Nominating St George’s warehouse in Huddersfield, Globe Mills in Slaithwaite and Crowther Mills in Marsden as “fantastic locations”, he added: “They would also be affordable, not least because they are ideally located on the TransPennine rail route.” Has anyone told Mr McCartney that the performance of TransPennine Express is lamentable?

TALKING of TranPennine Express, there was incredulity when the firm was named as ‘Best Rail Operator’ at this week’s Business Travel Awards.

The judges had clearly not met the businesswoman from the North West who spoke so eloquently, and frankly, on national radio about how she now stays in Leeds midweek, away from her family, because late trains were having such an impact on her mental health.

And they’ll also be interested to know that TPE managing director Leo Goodwin – in response to last week’s column – has declined the invitation to meet Yorkshire entrepreneur Ajaz Ahmed at Leeds Station to discuss the concerns of passengers. Award-winning cowardice to match the absurdity of another set of ‘Buzz’ awards naming Northern as the “most improved brand”. I dread to think what failure constitutes.

NOW Theresa May is no longer Prime Minister, she is using her new freedom on the backbenches to become a great Parliamentarian. She’s certainly not afraid to intervene – not least on the issue of the Grenfell Tower tragedy.

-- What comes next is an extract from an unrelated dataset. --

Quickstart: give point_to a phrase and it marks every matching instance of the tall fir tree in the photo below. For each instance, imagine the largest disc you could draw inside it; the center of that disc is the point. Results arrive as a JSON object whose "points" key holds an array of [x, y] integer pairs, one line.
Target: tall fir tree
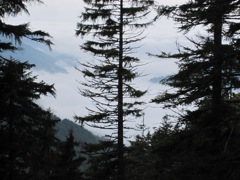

She quoted the official report in the Commons this week, noting how the response of the emergency services was not co-ordinated, as per protocol, on the night of the tragedy.

And then she revealed how combustible cladding that was not fire-resistant, coupled with the repositioning of windows during a refurbishment, exacerbated the spread of the fire. Like Hillsborough, Mrs May appears to have found her calling.

WITH less than a week to go, even Leeds City Council recognises Brexit is happening. “We’re also confident that we’re well placed to make the most of the opportunities that leaving the EU can bring,” say leader Judith Blake and chief executive Tom Riordan in a joint statement.

Perhaps they could tell those Remain-supporting MPs, like Leeds Central MP Hilary Benn, still wanting to rerun the 2016 EU referendum, they lost.